If DataNode increases, then do we need to upgrade NameNode?
NameNode is the single component of Hadoop cluster that should be well planned and should NOT run on commodity hardware as opposed to data nodes. It should be deployed on reliable hardware as it is the centrepiece of HDFS.
Also known as Master node the Namenode stores meta-data i.e. number of Blocks, their location, replicas and other details. This meta-data is available in memory in the master for faster retrieval of data it also maintains and manages the slave nodes, and assigns tasks to them. Below listed are the main function performed by NameNode:
Having said that the addition of extra data nodes doesn't necessarily need you to upgrade your namenode. The Namenode should have enough memory (RAM) to store the metadata in memory for faster access. See HW document on Namenode Heap size setting
Depending on the number of files stored on your namenode Hortonworks recommends a maximum of 300 million files on the NameNode with an approximation of 1GB to 1 million files 512 GB of memory would be more than enough.

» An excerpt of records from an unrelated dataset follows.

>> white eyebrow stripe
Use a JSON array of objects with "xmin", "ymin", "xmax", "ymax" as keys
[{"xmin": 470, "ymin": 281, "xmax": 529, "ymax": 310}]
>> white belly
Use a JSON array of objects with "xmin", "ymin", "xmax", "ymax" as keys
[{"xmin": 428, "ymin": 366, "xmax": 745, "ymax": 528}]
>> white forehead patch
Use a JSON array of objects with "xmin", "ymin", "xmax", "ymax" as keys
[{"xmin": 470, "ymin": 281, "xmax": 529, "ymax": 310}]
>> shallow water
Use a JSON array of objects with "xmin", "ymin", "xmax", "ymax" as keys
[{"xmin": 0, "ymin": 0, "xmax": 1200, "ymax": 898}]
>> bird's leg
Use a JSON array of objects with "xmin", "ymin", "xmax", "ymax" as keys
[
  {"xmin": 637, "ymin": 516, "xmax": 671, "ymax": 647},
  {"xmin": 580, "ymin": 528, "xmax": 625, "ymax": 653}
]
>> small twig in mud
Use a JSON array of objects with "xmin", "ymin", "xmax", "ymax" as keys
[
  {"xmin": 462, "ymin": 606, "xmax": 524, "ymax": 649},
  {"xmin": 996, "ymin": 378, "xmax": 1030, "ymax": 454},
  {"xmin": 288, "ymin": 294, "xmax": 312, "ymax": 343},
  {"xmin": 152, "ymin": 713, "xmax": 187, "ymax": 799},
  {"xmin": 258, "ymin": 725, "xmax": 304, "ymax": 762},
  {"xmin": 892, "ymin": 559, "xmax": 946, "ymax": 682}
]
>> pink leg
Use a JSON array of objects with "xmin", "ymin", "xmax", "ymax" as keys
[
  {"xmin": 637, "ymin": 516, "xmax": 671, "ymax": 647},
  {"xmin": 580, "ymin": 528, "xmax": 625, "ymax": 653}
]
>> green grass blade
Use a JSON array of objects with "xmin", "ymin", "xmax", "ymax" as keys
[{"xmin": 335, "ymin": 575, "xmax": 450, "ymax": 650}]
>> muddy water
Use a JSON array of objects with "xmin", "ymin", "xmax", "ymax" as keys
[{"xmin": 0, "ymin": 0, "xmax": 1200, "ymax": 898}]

The NameNode only stores the metadata of blocks in the DataNode. The NameNode utilizes 150 bytes of memory per block.
Generally, it is recommended to allocate 1 GB of memory (RAM) for every 1 million blocks.
Based on the above recommendation we can determine the requirement of NameNode while installing the Hadoop system, by considering the size of the cluster. Since the NameNode stores only the metadata it is rare that such requirement to upgrade the NameNode arise. However, there is a possibility of vertical scalability for NameNode.